Hay un momento muy especial en la vida de muchas personas y éste es el instante que escucharon por primera vez una canción de Congreso, o El Congreso como se autodenominaba este grupo musical en sus comienzos. En mi caso particular recuerdo muy bien ese momento. Estaba en una pensión de calle Victoria, en Valparaíso, y un día en la pieza que compartía con tres estudiantes más, alguien puso la radio y estaba sonando «¿Cómo vas?». Quedé pa’ dentro. La voz del vocalista parece que venía de muy lejos, pero a la vez, era tan cercana como si esa voz también viniera desde adentro de uno mismo.
Corría el año 1972, y era esa pregunta tan simple la pregunta que yo me hacía a los 19 años de vida, y era también la pregunta que uno veía en los rostros de la gente en la universidad, en los mercados, en las micros. ¿Cómo íbamos el ’72?. ¡Imagínense! Luego encontré en El Musiquero -la mejor revista de música popular que yo haya conocido- algunas referencias a El Congreso, y vino el año 1973 muy luego. Y yo siempre me preguntaba ¿Cómo voy?, acordándome de la canción que no volví a escuchar por muchos años y que nunca olvidé.
¿Por qué la gente se enamora de las canciones de El Congreso? Creo que la pregunta da para varias tesis filosóficas. Pero yo me atrevería a decir algo que para mí es muy simple y muy primordial. Porque son canciones únicas. Algún simplón podría decir que todas las canciones son únicas, pero creo que la mayor parte de la música popular que se hace en Chile y sus alrededores y se difunde por radios, canales de televisión y días de la música en grandes parques dominicales, privilegian algo que se llama mercado, y para eso es mejor repetir fórmulas archisabidas y súper probadas, en vez de andar haciendo “canciones únicas”.
De esto, harto sabía don Teodoro Adorno (de la famosa Escuela de Frankfurt) quien lo deja muy claro en su ensayo sobre Música Popular. La música popular pasa a ser una mercancía más en el mundo de las transas, en el mercado. En tanto mercancía, a un producto ya probado hay que sacarle el jugo lo máximo que se pueda. Si vende su canción, háganme más canciones así, que así lo impone la ley de la oferta y la demanda. Si no vende, hágame otro paradigma musical y seguimos hablando.

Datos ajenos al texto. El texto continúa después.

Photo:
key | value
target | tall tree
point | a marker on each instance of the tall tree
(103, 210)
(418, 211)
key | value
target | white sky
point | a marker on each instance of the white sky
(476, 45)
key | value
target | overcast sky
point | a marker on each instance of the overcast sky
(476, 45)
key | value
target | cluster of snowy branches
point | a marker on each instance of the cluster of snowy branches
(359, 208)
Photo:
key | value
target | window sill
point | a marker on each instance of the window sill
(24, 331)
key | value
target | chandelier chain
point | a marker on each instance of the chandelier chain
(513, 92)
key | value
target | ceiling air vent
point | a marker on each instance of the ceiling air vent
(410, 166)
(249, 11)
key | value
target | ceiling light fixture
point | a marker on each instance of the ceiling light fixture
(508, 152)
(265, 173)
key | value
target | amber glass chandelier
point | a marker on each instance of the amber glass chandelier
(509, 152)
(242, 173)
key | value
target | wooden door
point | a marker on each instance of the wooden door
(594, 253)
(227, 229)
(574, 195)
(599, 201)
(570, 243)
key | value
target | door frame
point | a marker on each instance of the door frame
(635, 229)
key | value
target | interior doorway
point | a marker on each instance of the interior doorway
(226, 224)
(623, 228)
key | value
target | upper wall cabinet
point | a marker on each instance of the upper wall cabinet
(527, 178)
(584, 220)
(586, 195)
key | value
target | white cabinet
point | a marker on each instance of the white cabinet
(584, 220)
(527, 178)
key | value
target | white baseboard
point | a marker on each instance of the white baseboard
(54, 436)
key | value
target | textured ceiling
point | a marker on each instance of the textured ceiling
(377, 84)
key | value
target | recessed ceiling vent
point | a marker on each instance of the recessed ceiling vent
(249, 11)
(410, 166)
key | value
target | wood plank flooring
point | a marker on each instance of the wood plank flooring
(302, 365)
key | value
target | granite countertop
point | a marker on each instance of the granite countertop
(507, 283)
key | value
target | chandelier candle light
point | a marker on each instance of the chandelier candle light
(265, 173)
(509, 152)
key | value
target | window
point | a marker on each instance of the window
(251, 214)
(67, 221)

Se le idolatra al mercado. Es el consumo de la música popular que hace que montones de tipos y tipas inútiles vegeten en sus radios, canales de televisión, sellos discográficos, administraciones de salas de música, etcétera. Parte de la pega de este ejército de moldeadores del gusto popular, es no dejar en lo posible, y por ningún motivo, que las “canciones únicas” les desordenen el mono del gusto popular, pues de ese gusto popular que ellos sobreexplotan, hacen su salario.
Para ese tipo de consumo, las “canciones únicas” se agotan en sí mismas, son inimitables, no son comerciales, son arte y no artificio. Los moldeadores del gusto popular venden artificios, no les interesa el arte. De vez en cuando se les pasa por ahí una Violeta Parra o un Frank Zappa o un El Congreso. Pero, en la medida de lo posible, se les encapsula, se les combate, no se les toca mucho, son demasiado “únicos”. De hecho, desde el año 1972, nunca más volví a escuchar en la radio ¿Cómo vas? Es decir, nunca más volví a saber como iba.
El martes 23 de noviembre, todo un bagaje de fotografías, discos, partituras, etcétera, de El Congreso y su historia fue donado a la Biblioteca Nacional. Tuve el honor de participar en esa entrega. La entrega de una obra única, inimitable, de arte verdadero.
Esa tarde escuché más de una vez entre los participantes la frase “…la primera vez que escuché a El Congreso…”. Y ciertamente siempre era una confesión de amor.